Kanaya terkekeh lalu kembali mengalihkan pandangannya pada sebuah pohon yang tidak jauh darinya, pohon itu tidak terlalu tinggi namun sudah terlihat layu, daun daunnya yang banyak menguning menandakan bahwa pohon itu tidak tumbuh dengan subur.

"Lo liat pohon itu?" Tanya Kanaya sembari menunjuk pohon yang ia lihat tadi.

Rafa tampak bingung saat melihat apa yang di tunjuk Kanaya. Namun ia lebih memilih diam untuk mendengarkan ucapan Kanaya selanjutnya.

"Gue seperti pohon itu. Dia menancap di dalam tanah tapi terlihat layu dan mungkin sebentar lagi akan mati." Rafa semakin bingung dengan apa yang di maksud Kanaya.

"A-." Baru akan membuka mulut untuk berucap pria itu harus terpaksa menghentikannya.

"Lo sendiri?
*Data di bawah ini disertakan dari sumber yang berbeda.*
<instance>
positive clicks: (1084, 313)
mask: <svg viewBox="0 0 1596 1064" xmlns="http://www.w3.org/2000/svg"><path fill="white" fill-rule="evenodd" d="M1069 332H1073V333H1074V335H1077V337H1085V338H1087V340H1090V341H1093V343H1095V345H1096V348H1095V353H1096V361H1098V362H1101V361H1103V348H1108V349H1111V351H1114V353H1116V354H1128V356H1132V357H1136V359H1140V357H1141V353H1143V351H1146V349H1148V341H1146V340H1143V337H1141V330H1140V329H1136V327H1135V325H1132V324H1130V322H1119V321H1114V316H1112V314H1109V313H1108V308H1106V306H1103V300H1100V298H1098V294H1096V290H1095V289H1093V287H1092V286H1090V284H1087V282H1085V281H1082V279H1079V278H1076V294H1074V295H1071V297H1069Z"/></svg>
Apa yang Lo harapkan dari kehidupan ini?" Rafa berniat ingin menanyakan maksud Kanaya tadi namun pria itu mengurungkan niatnya.

Pria itu menggeleng untuk menjawab pertanyaan dari Kanaya. "Nggak ada." Ucapnya.

"Nggak ada?"

"Iya nggak ada. Bagi gue nggak ada yang spesial di kehidupan gue."